53. En deuxième lieu, Mme C... soutient que l’administration a également tenté de l’évincer irrégulièrement en procédant à une inspection d’urgence qui a été de nature à la déstabiliser, dès lors qu’elle a reçu le 11 mai 2023 un courriel pour une inspection devant se tenir le 24 mai 2023 alors qu’elle était placée en arrêt. Toutefois, ces éléments qui ne démontrent pas une volonté de l’administration de l’évincer de ses fonctions ne sont pas de nature à engager sa responsabilité.
54. En troisième lieu, Mme C... soutient que l’absence d’évaluation depuis son affectation au lycée de Blois alors que les dispositions le prévoient est constitutif d’une faute de nature à engager la responsabilité de l’administration. Toutefois, quand bien même cela n’est pas contesté par l’administration, ainsi que le fait valoir le ministre, il est constant que Mme C... ne se prévaut d’aucun préjudice imputable à cette absence d’évaluation, et au demeurant cette circonstance est sans lien avec une prétendue tentative d’éviction de l’administration.
55. En dernier lieu, Mme C... soutient que le refus de lui accorder la protection fonctionnelle est illégal et est de nature à engager la responsabilité de l’administration. Toutefois, ainsi qu’il a été dit au point 34, c’est à bon droit que le ministre de l’agriculture lui a refusé le bénéfice de la protection fonctionnelle. Par suite, l’administration n’a ainsi pas commis de faute de nature à engager sa responsabilité.
56. Il résulte de tout ce qui précède que les conclusions indemnitaires présentées par Mme C... doivent être rejetées.

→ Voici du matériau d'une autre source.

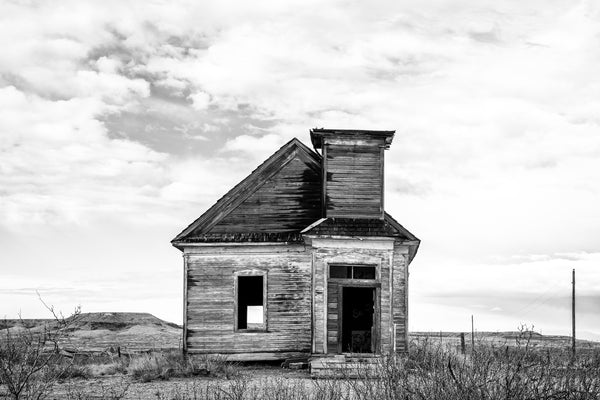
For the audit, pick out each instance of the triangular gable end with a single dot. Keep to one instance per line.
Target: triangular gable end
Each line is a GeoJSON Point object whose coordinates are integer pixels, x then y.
{"type": "Point", "coordinates": [245, 199]}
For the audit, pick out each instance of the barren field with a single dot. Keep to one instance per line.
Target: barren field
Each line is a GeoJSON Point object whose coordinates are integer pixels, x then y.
{"type": "Point", "coordinates": [138, 356]}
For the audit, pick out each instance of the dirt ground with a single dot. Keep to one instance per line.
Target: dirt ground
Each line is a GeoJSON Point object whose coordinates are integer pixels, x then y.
{"type": "Point", "coordinates": [115, 387]}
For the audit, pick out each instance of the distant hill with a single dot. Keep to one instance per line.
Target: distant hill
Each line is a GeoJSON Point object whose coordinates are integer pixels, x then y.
{"type": "Point", "coordinates": [110, 331]}
{"type": "Point", "coordinates": [105, 332]}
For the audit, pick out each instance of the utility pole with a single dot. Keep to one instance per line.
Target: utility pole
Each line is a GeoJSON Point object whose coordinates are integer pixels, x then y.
{"type": "Point", "coordinates": [472, 334]}
{"type": "Point", "coordinates": [573, 312]}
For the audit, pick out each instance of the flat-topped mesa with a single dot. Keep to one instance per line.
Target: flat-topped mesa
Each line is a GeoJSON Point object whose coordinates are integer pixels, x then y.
{"type": "Point", "coordinates": [353, 171]}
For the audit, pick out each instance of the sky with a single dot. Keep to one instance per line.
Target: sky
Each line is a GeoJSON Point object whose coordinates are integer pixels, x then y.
{"type": "Point", "coordinates": [123, 121]}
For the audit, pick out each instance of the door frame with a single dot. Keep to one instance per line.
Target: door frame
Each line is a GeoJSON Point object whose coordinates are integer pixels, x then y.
{"type": "Point", "coordinates": [376, 328]}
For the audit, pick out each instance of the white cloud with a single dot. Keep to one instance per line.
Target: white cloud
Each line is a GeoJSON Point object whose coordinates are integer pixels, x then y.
{"type": "Point", "coordinates": [495, 105]}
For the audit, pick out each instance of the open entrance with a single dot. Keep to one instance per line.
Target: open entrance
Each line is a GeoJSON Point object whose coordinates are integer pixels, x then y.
{"type": "Point", "coordinates": [357, 319]}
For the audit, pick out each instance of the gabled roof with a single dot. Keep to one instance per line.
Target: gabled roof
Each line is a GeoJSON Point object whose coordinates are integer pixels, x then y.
{"type": "Point", "coordinates": [317, 135]}
{"type": "Point", "coordinates": [200, 229]}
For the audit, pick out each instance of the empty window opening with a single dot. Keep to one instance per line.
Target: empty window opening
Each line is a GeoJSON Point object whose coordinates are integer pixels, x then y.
{"type": "Point", "coordinates": [351, 272]}
{"type": "Point", "coordinates": [250, 302]}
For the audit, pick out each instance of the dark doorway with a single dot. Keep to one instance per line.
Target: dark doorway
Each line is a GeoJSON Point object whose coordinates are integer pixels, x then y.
{"type": "Point", "coordinates": [357, 319]}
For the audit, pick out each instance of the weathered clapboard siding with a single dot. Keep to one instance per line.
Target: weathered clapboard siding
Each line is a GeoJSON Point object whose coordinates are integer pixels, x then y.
{"type": "Point", "coordinates": [400, 295]}
{"type": "Point", "coordinates": [305, 164]}
{"type": "Point", "coordinates": [377, 252]}
{"type": "Point", "coordinates": [332, 317]}
{"type": "Point", "coordinates": [353, 180]}
{"type": "Point", "coordinates": [288, 201]}
{"type": "Point", "coordinates": [210, 300]}
{"type": "Point", "coordinates": [271, 225]}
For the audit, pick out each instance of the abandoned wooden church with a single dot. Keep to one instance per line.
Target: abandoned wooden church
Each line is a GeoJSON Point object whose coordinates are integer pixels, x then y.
{"type": "Point", "coordinates": [300, 258]}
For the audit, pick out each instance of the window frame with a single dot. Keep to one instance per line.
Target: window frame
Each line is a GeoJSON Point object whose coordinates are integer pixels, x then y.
{"type": "Point", "coordinates": [244, 273]}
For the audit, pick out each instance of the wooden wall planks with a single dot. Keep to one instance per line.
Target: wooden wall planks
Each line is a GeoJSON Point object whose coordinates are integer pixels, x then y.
{"type": "Point", "coordinates": [289, 201]}
{"type": "Point", "coordinates": [353, 180]}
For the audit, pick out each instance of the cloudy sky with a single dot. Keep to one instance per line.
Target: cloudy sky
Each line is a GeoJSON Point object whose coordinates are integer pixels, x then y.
{"type": "Point", "coordinates": [122, 121]}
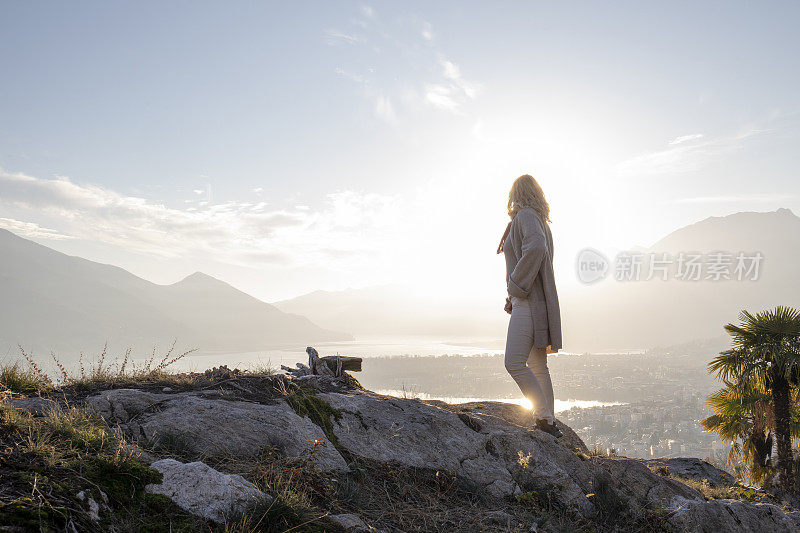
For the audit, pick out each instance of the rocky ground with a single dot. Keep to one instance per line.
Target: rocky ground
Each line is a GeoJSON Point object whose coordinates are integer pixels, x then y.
{"type": "Point", "coordinates": [319, 453]}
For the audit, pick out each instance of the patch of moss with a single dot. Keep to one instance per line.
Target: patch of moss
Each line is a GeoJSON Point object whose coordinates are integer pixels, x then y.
{"type": "Point", "coordinates": [305, 402]}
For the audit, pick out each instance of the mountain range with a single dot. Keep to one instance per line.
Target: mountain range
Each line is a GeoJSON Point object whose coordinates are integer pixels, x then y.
{"type": "Point", "coordinates": [611, 314]}
{"type": "Point", "coordinates": [52, 301]}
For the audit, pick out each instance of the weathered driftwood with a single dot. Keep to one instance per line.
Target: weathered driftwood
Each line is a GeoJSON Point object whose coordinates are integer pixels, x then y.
{"type": "Point", "coordinates": [332, 365]}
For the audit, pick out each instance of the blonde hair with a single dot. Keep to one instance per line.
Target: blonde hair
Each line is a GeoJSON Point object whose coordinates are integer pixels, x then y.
{"type": "Point", "coordinates": [526, 192]}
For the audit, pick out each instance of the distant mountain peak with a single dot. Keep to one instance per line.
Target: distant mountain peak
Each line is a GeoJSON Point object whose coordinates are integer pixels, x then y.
{"type": "Point", "coordinates": [199, 276]}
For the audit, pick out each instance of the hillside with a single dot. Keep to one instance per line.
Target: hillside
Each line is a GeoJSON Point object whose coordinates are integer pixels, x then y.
{"type": "Point", "coordinates": [52, 301]}
{"type": "Point", "coordinates": [608, 315]}
{"type": "Point", "coordinates": [319, 453]}
{"type": "Point", "coordinates": [627, 314]}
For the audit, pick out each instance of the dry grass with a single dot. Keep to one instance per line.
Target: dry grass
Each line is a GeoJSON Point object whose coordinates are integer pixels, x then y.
{"type": "Point", "coordinates": [101, 373]}
{"type": "Point", "coordinates": [47, 460]}
{"type": "Point", "coordinates": [14, 378]}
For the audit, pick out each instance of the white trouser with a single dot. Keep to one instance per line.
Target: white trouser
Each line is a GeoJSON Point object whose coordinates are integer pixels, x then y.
{"type": "Point", "coordinates": [526, 364]}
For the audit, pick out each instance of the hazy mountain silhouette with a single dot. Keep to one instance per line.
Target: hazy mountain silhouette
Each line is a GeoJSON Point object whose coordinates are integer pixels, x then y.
{"type": "Point", "coordinates": [52, 301]}
{"type": "Point", "coordinates": [616, 314]}
{"type": "Point", "coordinates": [610, 314]}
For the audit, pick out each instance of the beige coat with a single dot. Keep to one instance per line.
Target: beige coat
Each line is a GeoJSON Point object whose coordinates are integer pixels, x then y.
{"type": "Point", "coordinates": [528, 250]}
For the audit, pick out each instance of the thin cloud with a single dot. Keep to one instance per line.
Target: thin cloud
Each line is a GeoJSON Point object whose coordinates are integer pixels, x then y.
{"type": "Point", "coordinates": [736, 198]}
{"type": "Point", "coordinates": [368, 11]}
{"type": "Point", "coordinates": [384, 109]}
{"type": "Point", "coordinates": [686, 138]}
{"type": "Point", "coordinates": [336, 37]}
{"type": "Point", "coordinates": [684, 157]}
{"type": "Point", "coordinates": [442, 84]}
{"type": "Point", "coordinates": [31, 230]}
{"type": "Point", "coordinates": [427, 31]}
{"type": "Point", "coordinates": [232, 231]}
{"type": "Point", "coordinates": [452, 94]}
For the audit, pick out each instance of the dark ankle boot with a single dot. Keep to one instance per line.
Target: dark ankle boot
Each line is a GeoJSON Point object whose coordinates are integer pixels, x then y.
{"type": "Point", "coordinates": [549, 427]}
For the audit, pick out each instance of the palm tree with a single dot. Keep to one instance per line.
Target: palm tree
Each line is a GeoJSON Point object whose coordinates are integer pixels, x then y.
{"type": "Point", "coordinates": [743, 420]}
{"type": "Point", "coordinates": [765, 354]}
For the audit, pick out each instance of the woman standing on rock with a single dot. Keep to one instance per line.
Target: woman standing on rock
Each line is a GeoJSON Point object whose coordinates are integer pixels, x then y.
{"type": "Point", "coordinates": [534, 329]}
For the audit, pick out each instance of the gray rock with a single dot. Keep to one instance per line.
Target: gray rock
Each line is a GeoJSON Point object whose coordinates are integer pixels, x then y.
{"type": "Point", "coordinates": [199, 489]}
{"type": "Point", "coordinates": [488, 450]}
{"type": "Point", "coordinates": [352, 523]}
{"type": "Point", "coordinates": [35, 405]}
{"type": "Point", "coordinates": [692, 468]}
{"type": "Point", "coordinates": [209, 427]}
{"type": "Point", "coordinates": [489, 443]}
{"type": "Point", "coordinates": [697, 516]}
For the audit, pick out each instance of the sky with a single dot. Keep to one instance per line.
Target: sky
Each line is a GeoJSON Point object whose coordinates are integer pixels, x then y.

Sur les frais liés au litige :
57. Les dispositions de l’article L. 761-1 du code de justice administrative font obstacle à ce que soit mise à la charge de l’Etat et de l’EPLEFPA de Loir-et-Cher, qui ne sont pas parties perdantes dans la présente instance, la somme que Mme C... demande au titre des frais exposés et non compris dans les dépens.
D E C I D E :
Article 1er : Les requêtes n° 2303478, 2303657 et 2304831 présentées par Mme C... sont rejetées.
Article 2 : Le présent jugement sera notifié à Mme E... C... et à la ministre de l’agriculture, de l’agro-alimentaire et de la souveraineté alimentaire.
Copie pour information en sera adressée à l’établissement public local d’enseignement et de formation professionnelle agricole de Loir-et-Cher.
Délibéré après l’audience du 27 janvier 2026, à laquelle siégeaient :
Mme Lefebvre-Soppelsa, présidente,
Mme Keiflin, première conseillère,
M. Garros, conseiller.
Rendu public par mise à disposition au greffe le 12 février 2026.
La rapporteure,
Laura KEIFLIN
La présidente,
Anne LEFEBVRE-SOPPELSA
La greffière,
Nadine PENNETIER-MOINET
La République mande et ordonne à la ministre de l’agriculture, de l’agro-alimentaire et de la souveraineté alimentaire en ce qui la concerne ou à tous commissaires de justice à ce requis en ce qui concerne les voies de droit commun contre les parties privées, de pourvoir à l’exécution de la présente décision.